I don't know if the underlying API has that in there yet. Yeah, I think
that's the point. I think it's still possible by chaos toolkit,
but it's not like with the function change or
soil configuration because it's quite a new
feature I guess to changing that watches at runtime
before it wasn't possible and that's probably the reason.
So here we pass the same arguments like
we just want to have it on repository and it's good to go.
All right. So I will just make a first request
to see how it goes. Now I will run the experiment.
Right. So at the moment the Application is running
with no chaos attacks, assaults configured.
Is that right? I think it's still from the old one.
Like the old exceptions. Yeah.
Okay so maybe
do I need to reset it? Let's see. I think this is going to fail.
Let's see, let's see. It's live coding so we
assume it can fail.
So yeah how you read this is like
in the beginning you look at a steady state movies recommended
probe. We actually try it. It says
it's not in a given tolerance, means it took longer than 1 second
to answer. Then in the end we
roll back. I haven't showed you that there is a rollback function
which is actually like at the end of each
run you do that, you disable chaos monkey.
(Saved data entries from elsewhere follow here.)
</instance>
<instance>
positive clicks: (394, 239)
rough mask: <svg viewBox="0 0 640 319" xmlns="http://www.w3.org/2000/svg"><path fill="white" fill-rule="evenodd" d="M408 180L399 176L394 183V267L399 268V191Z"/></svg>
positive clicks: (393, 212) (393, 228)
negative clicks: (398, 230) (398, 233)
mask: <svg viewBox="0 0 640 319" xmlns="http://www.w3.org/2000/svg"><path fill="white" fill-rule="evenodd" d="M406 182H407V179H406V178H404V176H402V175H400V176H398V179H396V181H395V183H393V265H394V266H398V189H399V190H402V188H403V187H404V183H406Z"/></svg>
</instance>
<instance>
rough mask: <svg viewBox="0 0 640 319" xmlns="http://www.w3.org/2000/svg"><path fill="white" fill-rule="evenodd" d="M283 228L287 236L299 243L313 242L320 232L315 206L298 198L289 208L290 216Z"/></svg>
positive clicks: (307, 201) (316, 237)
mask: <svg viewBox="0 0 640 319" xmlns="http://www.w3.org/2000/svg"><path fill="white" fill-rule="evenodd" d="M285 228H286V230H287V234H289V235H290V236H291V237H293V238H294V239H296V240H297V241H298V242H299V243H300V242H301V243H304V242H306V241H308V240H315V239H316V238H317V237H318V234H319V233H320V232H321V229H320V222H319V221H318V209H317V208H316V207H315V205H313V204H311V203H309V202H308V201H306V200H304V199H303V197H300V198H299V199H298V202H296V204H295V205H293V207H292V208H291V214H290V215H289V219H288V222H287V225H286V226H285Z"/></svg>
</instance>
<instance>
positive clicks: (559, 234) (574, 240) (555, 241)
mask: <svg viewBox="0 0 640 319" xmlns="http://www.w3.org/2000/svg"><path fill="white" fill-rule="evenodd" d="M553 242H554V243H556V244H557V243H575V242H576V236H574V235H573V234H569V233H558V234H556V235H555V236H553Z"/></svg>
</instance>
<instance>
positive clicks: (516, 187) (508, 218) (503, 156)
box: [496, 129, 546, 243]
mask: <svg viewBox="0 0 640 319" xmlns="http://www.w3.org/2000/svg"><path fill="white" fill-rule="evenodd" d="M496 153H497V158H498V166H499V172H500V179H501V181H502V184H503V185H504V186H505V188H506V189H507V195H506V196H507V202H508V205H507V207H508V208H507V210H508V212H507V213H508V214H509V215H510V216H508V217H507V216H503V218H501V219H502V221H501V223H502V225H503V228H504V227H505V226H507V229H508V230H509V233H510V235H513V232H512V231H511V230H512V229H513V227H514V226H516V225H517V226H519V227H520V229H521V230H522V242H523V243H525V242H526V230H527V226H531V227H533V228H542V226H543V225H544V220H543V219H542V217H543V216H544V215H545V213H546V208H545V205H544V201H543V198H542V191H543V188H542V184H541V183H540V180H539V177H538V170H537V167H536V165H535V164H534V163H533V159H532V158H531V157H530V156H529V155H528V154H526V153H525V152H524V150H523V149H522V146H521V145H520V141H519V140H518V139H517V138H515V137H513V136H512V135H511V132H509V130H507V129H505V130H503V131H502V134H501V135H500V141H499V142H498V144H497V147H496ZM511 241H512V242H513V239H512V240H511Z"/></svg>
Yeah. So this one didn't actually even start the experiments because the steady started wasn't
valid even. Exactly.
Now it's disabled chaos monkey. So now it will run. Yeah. So we
disabled chaos monkey. We don't have any attacks. So I suppose
now the steady state works.
And what do we have? Now it looks
good. We have steady state. The steady state is met.
So actually it can request a movie in less than a second.
Then we enable the chaos monk, configure the text
and the watchers. So we do that
again. Steady state is not in a given tolerance
because we now get exceptions. The repository means throwing exception
because you can't connect to the database. Exactly. So we
roll back everything. We disable Chaos monk. In the result of chaos toolkit
steady started has deviated, a weakness have been discovered and we
have a weakness in this case. Yes. We cannot recommend movies.
We can show that in postman two. It's like now crashing
with no, because you've disabled chaos. But it doesn't matter. It's not
requesting movies. Correct. It's not delivering movies but we want two.
We want to deliver movies all the time. Even when the database
is down we can't get the movie which the user might be recommended to
the user based on his viewing preferences. But we
want to recommend him some kind of a movie that everybody likes.
So your favorite movie probably. I know what it would be.
Titanic. Titanic.
So we prepared a little bit of fallback logic.
It's on our master branch.
So on our movie service,
we have now Titanic as our fablest
fault bank movie.
So the get movie method, we just adjusted.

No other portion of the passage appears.